It’s a different thing to have a nemesis at this stage of life. There’s a familiarity there, almost a comfort. They look across at each other and see an opponent who’d like to separate them from consciousness, sure, but they also see a peer. There’s a sense that, whatever animosity might be built into the relationship, at least you know this guy. At least he, like you, is still out here doing it. His staying power as a fighter reflects your own. You are compatriots in a sense, two old veterans still hanging on in a young man’s game. Whatever else you’d like to take from one another, that is something you share.
The first time they fought, Rothwell was 26 and fresh off a nine-fight winning streak in the IFL. Arlovski was 29, already on the back side of his UFC title reign, but seemingly still with plenty of fight left in him.
This was Rothwell’s chance to show he belonged in the big time. The problem back then, he said, was that maybe he didn’t entirely believe it himself.
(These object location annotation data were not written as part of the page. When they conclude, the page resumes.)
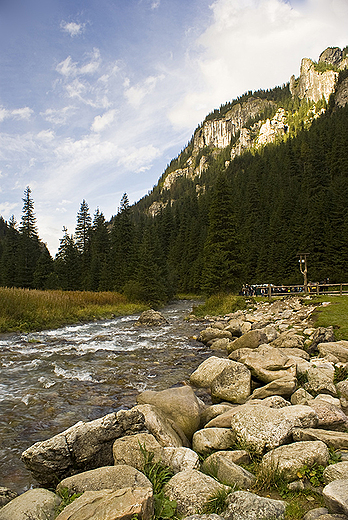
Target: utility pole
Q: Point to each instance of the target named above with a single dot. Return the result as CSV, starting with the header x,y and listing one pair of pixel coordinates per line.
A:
x,y
303,268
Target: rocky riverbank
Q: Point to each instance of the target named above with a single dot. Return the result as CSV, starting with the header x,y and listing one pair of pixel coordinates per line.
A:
x,y
269,404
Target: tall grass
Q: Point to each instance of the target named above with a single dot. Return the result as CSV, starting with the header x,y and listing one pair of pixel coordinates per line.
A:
x,y
220,304
27,310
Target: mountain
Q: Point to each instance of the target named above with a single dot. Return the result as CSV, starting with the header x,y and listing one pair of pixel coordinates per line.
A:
x,y
263,178
268,169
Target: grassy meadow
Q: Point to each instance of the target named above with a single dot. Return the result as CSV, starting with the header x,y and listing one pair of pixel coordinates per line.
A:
x,y
27,310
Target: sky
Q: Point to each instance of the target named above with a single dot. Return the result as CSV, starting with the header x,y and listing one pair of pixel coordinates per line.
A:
x,y
97,96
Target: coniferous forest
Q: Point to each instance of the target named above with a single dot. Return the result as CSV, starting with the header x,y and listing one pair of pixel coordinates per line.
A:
x,y
242,221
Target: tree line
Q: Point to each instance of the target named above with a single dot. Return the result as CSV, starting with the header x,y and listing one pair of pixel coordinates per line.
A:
x,y
242,221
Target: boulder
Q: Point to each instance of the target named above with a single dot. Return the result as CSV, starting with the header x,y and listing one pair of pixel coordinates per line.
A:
x,y
232,384
151,318
333,439
339,349
242,505
288,339
221,467
234,327
285,386
267,363
108,477
337,471
211,333
214,411
82,447
35,504
180,459
207,371
211,439
330,417
320,380
219,344
289,459
321,335
301,396
179,404
129,450
191,489
261,428
6,495
161,427
108,504
336,496
251,339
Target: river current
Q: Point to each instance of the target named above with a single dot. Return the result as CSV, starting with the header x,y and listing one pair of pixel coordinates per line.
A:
x,y
52,379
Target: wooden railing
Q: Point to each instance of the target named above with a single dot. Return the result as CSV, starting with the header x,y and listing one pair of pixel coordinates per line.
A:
x,y
312,288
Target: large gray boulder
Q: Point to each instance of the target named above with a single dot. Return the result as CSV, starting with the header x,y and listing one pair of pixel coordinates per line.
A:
x,y
220,466
179,404
191,489
261,428
162,427
207,371
251,339
336,496
6,495
339,349
108,504
180,459
242,505
35,504
233,384
337,471
211,439
267,363
320,381
289,459
212,333
108,477
285,386
84,446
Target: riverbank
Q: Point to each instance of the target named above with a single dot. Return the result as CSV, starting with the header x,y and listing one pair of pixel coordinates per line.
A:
x,y
25,310
276,432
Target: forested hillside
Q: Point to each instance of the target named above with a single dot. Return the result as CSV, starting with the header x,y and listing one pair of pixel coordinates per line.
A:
x,y
220,216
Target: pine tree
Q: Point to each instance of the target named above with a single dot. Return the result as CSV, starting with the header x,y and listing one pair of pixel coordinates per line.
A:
x,y
29,245
82,242
222,268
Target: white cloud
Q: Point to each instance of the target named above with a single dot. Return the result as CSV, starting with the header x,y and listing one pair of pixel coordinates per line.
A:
x,y
136,94
58,116
6,209
17,113
139,159
104,121
73,28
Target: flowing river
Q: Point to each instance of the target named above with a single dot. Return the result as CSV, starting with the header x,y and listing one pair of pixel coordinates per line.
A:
x,y
52,379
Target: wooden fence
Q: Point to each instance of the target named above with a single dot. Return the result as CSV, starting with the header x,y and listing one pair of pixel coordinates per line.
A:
x,y
312,288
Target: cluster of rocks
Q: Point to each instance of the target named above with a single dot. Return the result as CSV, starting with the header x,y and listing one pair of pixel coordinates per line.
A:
x,y
252,405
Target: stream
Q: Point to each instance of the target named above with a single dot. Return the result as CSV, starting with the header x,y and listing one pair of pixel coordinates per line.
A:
x,y
52,379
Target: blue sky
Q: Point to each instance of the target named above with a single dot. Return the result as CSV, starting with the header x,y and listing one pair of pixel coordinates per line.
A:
x,y
97,96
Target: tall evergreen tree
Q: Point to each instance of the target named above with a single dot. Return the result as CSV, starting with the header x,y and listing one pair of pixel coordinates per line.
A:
x,y
222,268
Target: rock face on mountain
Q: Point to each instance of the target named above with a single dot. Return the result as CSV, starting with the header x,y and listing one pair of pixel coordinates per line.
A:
x,y
244,125
312,84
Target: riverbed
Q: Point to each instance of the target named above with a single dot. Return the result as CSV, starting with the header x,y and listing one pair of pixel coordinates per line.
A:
x,y
52,379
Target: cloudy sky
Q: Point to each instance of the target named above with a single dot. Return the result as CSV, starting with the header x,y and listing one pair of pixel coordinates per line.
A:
x,y
97,96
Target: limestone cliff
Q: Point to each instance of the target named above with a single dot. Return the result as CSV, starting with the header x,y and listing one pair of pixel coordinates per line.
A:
x,y
244,126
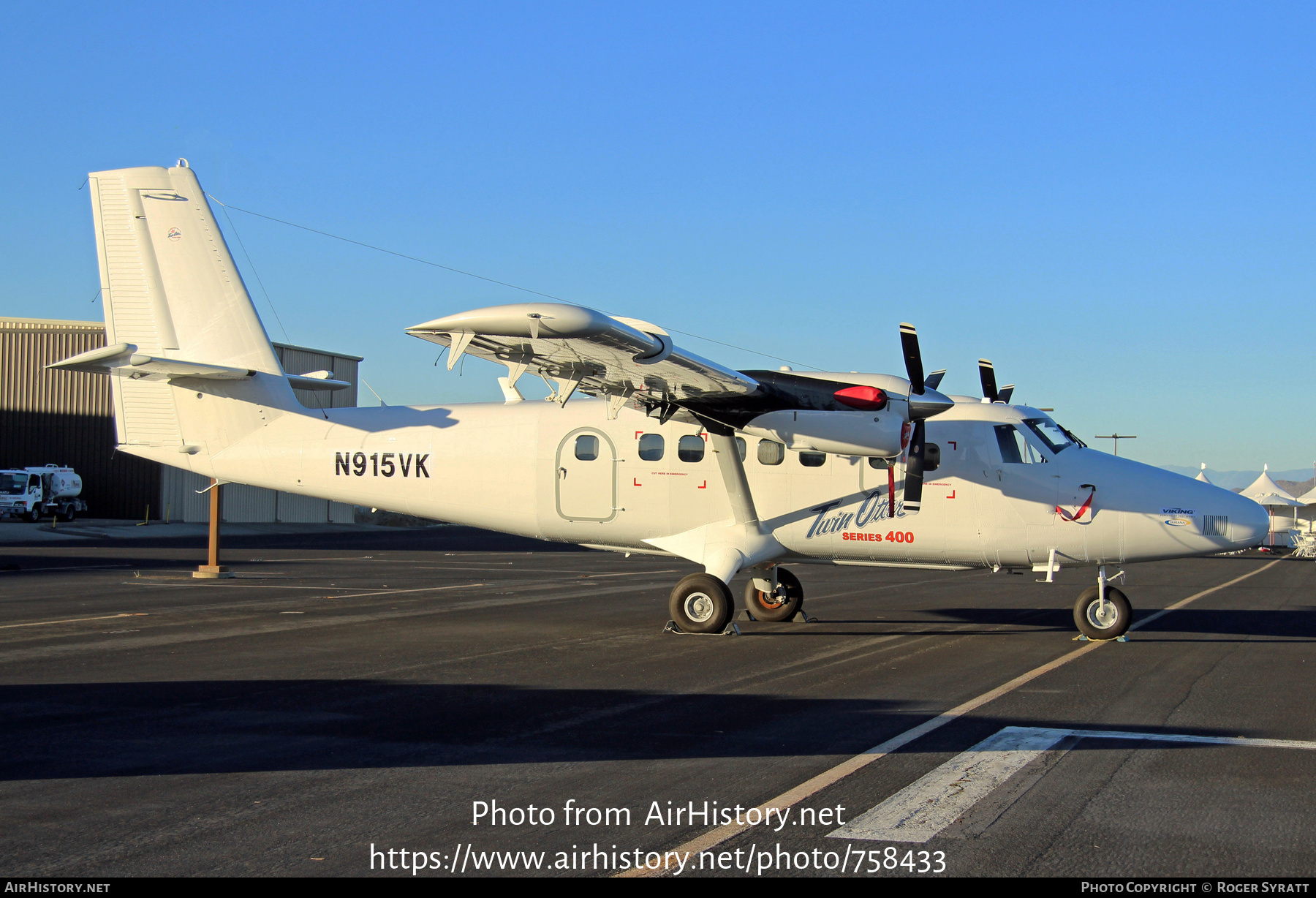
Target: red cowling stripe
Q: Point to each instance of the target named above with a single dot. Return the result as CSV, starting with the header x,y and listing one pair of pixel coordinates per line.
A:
x,y
1079,513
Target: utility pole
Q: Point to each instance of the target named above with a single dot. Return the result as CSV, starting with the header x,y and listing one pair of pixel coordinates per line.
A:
x,y
1116,437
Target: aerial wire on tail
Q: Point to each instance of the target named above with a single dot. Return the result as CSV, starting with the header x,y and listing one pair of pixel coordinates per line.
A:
x,y
252,265
480,277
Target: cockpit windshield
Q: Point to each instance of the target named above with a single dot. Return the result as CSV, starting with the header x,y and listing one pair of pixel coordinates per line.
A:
x,y
1052,434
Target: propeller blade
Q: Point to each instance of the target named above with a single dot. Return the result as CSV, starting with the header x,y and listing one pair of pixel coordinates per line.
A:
x,y
914,470
914,358
987,374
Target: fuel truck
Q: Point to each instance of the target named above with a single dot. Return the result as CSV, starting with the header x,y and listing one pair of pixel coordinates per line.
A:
x,y
32,493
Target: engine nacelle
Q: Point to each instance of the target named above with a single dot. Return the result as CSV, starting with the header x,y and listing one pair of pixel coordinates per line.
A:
x,y
842,434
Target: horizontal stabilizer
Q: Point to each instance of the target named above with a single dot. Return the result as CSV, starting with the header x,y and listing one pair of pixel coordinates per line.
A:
x,y
316,381
585,350
124,357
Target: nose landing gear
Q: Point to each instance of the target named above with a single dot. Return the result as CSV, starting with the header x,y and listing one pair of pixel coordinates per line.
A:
x,y
781,600
1103,611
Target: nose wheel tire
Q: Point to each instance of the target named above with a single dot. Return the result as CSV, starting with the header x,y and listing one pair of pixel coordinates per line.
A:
x,y
781,605
700,605
1103,620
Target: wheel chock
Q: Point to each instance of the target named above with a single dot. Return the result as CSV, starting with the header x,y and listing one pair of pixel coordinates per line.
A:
x,y
732,630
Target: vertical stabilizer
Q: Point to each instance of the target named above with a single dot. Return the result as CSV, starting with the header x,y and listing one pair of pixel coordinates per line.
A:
x,y
171,291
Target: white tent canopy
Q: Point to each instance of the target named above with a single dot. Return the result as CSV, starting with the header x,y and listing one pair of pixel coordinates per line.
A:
x,y
1273,499
1265,486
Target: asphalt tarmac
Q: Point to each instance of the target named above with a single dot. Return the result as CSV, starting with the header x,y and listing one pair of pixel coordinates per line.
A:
x,y
357,693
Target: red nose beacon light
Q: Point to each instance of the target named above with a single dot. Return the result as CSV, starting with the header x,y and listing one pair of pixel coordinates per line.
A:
x,y
868,399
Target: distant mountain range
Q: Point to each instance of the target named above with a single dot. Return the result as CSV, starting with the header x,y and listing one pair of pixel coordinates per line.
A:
x,y
1296,481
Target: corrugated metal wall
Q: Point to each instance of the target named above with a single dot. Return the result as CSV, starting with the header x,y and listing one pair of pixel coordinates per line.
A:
x,y
241,503
299,360
66,418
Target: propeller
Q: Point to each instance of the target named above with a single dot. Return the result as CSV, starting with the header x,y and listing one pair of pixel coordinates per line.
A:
x,y
914,358
924,399
914,470
987,374
924,402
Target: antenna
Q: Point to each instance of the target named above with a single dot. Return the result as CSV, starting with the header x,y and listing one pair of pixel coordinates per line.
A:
x,y
1116,437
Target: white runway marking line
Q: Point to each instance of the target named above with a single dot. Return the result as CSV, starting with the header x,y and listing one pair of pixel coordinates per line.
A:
x,y
75,620
934,802
842,771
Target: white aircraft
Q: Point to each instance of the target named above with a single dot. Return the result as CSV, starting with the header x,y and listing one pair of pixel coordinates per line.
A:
x,y
643,448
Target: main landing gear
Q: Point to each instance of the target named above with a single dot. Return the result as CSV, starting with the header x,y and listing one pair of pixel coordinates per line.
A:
x,y
779,602
702,603
1103,611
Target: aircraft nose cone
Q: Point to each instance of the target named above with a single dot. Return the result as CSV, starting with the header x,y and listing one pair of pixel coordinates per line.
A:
x,y
1249,523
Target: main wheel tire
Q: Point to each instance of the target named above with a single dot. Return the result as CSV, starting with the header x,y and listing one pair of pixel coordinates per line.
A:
x,y
779,606
700,605
1095,622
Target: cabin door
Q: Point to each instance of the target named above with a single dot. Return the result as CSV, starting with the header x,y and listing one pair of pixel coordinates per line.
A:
x,y
587,477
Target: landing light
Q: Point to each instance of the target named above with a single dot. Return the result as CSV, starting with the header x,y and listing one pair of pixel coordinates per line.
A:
x,y
869,399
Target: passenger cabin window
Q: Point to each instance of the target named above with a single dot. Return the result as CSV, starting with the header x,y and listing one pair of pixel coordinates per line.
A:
x,y
587,447
770,452
1013,448
651,447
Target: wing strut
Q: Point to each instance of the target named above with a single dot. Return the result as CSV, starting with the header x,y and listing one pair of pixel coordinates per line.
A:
x,y
732,469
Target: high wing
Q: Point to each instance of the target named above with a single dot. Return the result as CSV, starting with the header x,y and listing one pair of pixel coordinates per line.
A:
x,y
578,348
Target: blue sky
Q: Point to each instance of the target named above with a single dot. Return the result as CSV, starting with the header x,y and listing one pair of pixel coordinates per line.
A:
x,y
1113,202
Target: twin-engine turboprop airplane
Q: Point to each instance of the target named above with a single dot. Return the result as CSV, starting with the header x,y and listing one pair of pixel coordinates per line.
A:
x,y
643,447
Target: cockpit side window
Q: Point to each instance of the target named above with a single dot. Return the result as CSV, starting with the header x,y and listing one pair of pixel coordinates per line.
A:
x,y
1015,449
1051,434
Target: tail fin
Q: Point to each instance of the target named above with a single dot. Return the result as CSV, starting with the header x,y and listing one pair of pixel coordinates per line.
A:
x,y
175,304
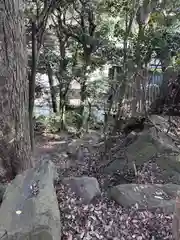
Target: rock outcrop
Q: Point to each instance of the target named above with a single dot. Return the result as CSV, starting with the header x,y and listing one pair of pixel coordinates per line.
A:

“That first fight, there’s nothing I can say, no excuses or anything,” Rothwell said. “I should have fought better. That’s all. I had plenty of time to train for Andre. All I can chalk it up to is I was young in my career. I got overwhelmed by the opportunity. It was a huge fight, because I got told whoever won between me and Andre got to fight Fedor [Emelianenko], who at the time was the reigning heavyweight god, you know what I mean? Just to fight him, just to get a chance to fight him, it could have been life-changing. It could have completely changed the trajectory of my life. And Andre got it.”
Not only did Arlovski get the fight with Emelianenko, who was then essentially undefeated and the consensus top heavyweight in the world, he did quite well in the fight … up to a point. For most of the first round he swatted the stoic Russian all over the Affliction ring like a cat with a mouse. Then, perhaps feeling too sure of himself, he back Emelianenko into a corner and leapt toward him with a flying knee. By the time his body returned to earth, Arlovski was unconscious and defeated.
The second time Rothwell and Arlovski fought, well, that was a different story. It was in the UFC in 2019. Fans thought they were both old then. Arlovski got the decision in what was a largely forgettable fight in the careers of both men. Rothwell remembers Arlovski getting ahead early, outpointing him, pulling away on the scorecards.
“I turned it around in the third, bloodied him up a little bit, but he won the first two [rounds],” Rothwell said. “He did a good job. Now it’s seven years later and it’s like, where are we both at? Let’s see.”
One big difference between them now is these bare-knuckle fights are still somewhat new for Arlovski. He fought and won at a BKFC event last summer. He’s done some other boxing here and there. But Rothwell has been living this bare-fisted version of the sport for several years now. He’s 4-0 in BKFC, with finishes in every fight. He has the heavyweight championship around his waist. He has some things about this very specific and often bloody way of fighting more or less figured out. So if he can’t beat Arlovski in this, at this stage, how’s that going to feel?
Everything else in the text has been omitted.